Aside from stabilizing DAI, MKR also works as a governance token. MKR holders can take part in voting for various proposals. The recommendations usually aim at improving MakerDAO’s ecosystem. Some of the proposals that MKR holders vote on include:
- Adjustments to the DAI savings rate
- An overall upgrade of the MakerDAO system
- The type of oracle to use – Oracles help the Maker protocol in acquiring real-time market data.
- The digital assets to add as collateralized assets and create more DAI – The MKR community can discuss the new crypto’s risk parameters.
Holders’ voting powers depend on the amount of MKR tokens they have. In return, holders earn MKR fees for participating in the governance system.

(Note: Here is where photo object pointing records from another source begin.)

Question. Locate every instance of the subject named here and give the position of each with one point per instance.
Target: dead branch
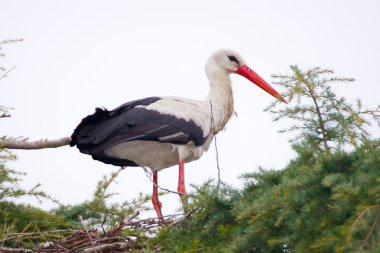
(16, 250)
(93, 241)
(23, 143)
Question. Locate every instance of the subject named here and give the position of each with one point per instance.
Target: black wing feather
(104, 128)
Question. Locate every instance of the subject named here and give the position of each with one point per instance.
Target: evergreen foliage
(317, 114)
(98, 210)
(316, 204)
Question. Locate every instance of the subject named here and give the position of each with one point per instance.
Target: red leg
(181, 181)
(156, 203)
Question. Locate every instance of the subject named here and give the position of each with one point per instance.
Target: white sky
(78, 55)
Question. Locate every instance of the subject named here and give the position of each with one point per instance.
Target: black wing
(104, 128)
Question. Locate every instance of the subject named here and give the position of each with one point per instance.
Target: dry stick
(92, 243)
(23, 143)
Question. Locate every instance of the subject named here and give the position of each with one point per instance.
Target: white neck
(220, 96)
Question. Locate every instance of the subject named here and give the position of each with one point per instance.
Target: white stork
(159, 132)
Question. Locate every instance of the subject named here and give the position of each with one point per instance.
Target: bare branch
(17, 143)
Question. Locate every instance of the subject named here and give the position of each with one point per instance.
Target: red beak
(251, 75)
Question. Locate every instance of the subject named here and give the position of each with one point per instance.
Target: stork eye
(233, 58)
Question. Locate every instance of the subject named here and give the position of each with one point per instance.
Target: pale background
(78, 55)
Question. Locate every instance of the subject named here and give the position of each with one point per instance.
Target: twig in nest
(89, 236)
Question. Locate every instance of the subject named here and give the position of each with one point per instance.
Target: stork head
(226, 61)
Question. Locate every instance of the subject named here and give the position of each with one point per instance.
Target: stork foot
(181, 183)
(156, 203)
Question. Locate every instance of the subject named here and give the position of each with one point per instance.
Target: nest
(97, 240)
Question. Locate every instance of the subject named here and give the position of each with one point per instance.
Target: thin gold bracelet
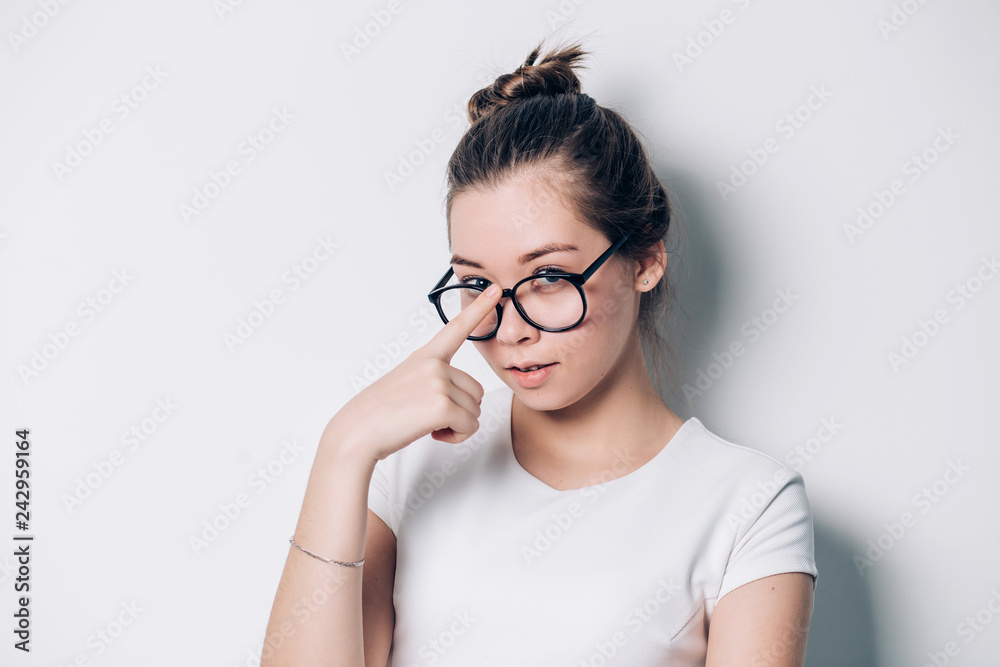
(291, 541)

MKR is tradeable across different exchanges and can be stored in ERC-20 wallets.
MakerDAO Goes Full Circle
In July 2021, Maker moved to a fully decentralized system. Migrating to a decentralized platform means that the Maker community is in charge of every decision. There is no central authority governing the protocol’s operations. Thus, welcoming the decentralized autonomous organization meant eliminating the Maker Foundation.
Millions of users can get on board and be part of the platform’s development journey. Complete decentralization also means that users can earn from participating in the governance system. According to Rune, shifting to a decentralized organization was always the protocol’s primary goal.
The Emergency Shutdown
Maker activates the emergency shutdown procedure when a cyber-related attack occurs. The compromise could include issues such as hacks, dishonest governance practices, and security breaches.
A system upgrade is the second scenario where the emergency shutdown applies. MKR holders usually vote on whether the shutdown needs to take place. The voters start by depositing MKR into the Emergency Shutdown Module (ESM).
After that, the protocol shuts down if the majority of holders vote in favor of the procedure. That way, the platform can counter any internal or external risks.
Maker’s product focuses on extending loans to users worldwide. The traditional financial system requires various qualifications to acquire lending services. MakerDAO follows a different path as it requires users only to hold digital assets. Possessing digital currencies as collateral means that users can get loans in the form of DAI.
The DAI token also ensures investors get a loan with a stable asset. Through DAI, users can secure an income with the DSR model. Security is a priority on Maker, especially with the emergency shutdown procedure in place.
Hence, an investor’s holdings remain safe from attackers. More importantly, Maker allows any individual to be part of the protocol’s decision-making process.